A Ness Lake resident will have to demolish or move a shop building encroaching on a park after the Regional District of Fraser-Fort George board refused to sell the owner the parkland the building is on.
The property owner, Ryley Ballard, built the building without the proper permits. When regional district staff were informed about the building, an inspection showed the building was not within compliance of the five-metre setback requirements and possibly encroaching on the park. A survey later discovered the building encroaches about 7.5 m into the park.
Area A Director Warren Wilson said the issue of landowners encroaching on public lands has become a frequent problem.
"We saw another application on the same lake where the landowner had encroached on public lands," Wilson said. "This is parkland and it should be preserved. I think precedent is important here."
Wilson said property owners appear to believe it's better to ask forgiveness than permission when it comes to building on public land.
According to a district report, the only way the district board can sell or dispose of parkland is to adopt a parkland disposition bylaw, which would require the assent of the voters through a referendum or alternative approval process.
"If the board goes that way, eating away at the parkland, I don't think we should be the ones to pay for it," Wilson said. "If we were to pass on the all the costs, it would be more expensive than just moving the building."
In a letter to the district board, Ballard said he believed he was inside his property lines when he built.
"There was not a real property survey done but with the neighbour... we measured off from the pegs that were present on my property and his. When I went to erect the building we used those pegs because when I had talked to the regional district they said we didn't need a permit because we were erecting a temporary building and so we proceeded," Ballard wrote in a letter to the district board. "We did not realize there was anything amiss until the regional (district) received a complaint and I paid to have a survey done."
The building is insulated with spray foam, and would be difficult or impossible to move intact, he added.
"The amount of land we are talking about would be a small/minimal amount of the total acreage of the park," Ballard wrote. "The portion of the park land on my side of the property is more of an easement and has a gully, etc. which would render it unusable for an expansion of the parking lot, etc."
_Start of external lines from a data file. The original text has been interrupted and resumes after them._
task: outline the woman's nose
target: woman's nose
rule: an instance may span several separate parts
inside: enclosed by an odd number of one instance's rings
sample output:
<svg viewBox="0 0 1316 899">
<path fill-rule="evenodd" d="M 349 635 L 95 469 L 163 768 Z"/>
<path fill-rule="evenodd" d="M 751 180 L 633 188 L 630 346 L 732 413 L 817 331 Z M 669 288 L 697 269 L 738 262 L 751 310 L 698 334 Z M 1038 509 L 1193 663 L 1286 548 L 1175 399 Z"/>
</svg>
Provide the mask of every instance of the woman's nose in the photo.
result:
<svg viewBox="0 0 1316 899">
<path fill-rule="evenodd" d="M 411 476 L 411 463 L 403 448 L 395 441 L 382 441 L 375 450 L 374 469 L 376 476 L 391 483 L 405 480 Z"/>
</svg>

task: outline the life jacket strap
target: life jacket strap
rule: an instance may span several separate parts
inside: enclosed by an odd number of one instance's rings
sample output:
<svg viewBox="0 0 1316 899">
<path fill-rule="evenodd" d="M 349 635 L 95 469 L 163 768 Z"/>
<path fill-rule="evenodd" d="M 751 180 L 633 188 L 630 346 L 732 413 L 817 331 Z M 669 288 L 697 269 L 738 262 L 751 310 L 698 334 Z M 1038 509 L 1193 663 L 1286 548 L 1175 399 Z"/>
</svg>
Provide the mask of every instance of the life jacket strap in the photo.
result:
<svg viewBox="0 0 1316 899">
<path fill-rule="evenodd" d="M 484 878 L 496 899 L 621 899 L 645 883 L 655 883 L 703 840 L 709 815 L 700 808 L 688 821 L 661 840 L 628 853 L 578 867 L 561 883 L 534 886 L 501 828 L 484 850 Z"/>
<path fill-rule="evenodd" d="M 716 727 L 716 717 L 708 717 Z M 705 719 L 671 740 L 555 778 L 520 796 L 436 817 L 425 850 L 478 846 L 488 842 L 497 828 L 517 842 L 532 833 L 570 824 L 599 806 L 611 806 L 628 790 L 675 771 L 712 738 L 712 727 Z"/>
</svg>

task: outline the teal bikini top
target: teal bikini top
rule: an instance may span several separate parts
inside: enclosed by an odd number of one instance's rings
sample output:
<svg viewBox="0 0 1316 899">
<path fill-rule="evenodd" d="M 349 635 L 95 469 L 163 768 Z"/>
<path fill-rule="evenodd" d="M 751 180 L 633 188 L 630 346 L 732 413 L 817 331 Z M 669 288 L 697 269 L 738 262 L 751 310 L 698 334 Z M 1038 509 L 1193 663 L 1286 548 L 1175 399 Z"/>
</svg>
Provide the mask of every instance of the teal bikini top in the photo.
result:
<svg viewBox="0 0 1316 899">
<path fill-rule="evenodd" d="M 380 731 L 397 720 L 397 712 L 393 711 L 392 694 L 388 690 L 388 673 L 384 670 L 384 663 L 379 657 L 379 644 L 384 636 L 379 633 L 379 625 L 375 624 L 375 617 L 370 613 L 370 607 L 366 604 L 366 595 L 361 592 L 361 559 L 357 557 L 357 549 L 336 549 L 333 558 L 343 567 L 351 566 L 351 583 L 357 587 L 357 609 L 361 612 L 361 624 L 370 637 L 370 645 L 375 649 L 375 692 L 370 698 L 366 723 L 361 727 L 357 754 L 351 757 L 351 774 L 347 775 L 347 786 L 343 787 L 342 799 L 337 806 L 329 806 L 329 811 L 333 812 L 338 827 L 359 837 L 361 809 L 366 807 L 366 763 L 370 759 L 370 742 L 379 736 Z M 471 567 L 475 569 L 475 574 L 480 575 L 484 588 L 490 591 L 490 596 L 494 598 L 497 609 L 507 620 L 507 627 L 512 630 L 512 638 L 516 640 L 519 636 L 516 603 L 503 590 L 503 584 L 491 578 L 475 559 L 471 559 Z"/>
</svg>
The park is a subdivision park across Lakeside Drive from the parking lot for Ness Lake Regional Park.
"He didn't locate his building properly," Area G Director Terry Burgess said. "He's just lucky it was public land, not private land."
Area H Director Dannielle Alan said it's a matter of principle.
"If we just allow somebody to encroach on the park, and then say 'Hey can you make it part of my property?' I think it sets a dangerous precedent."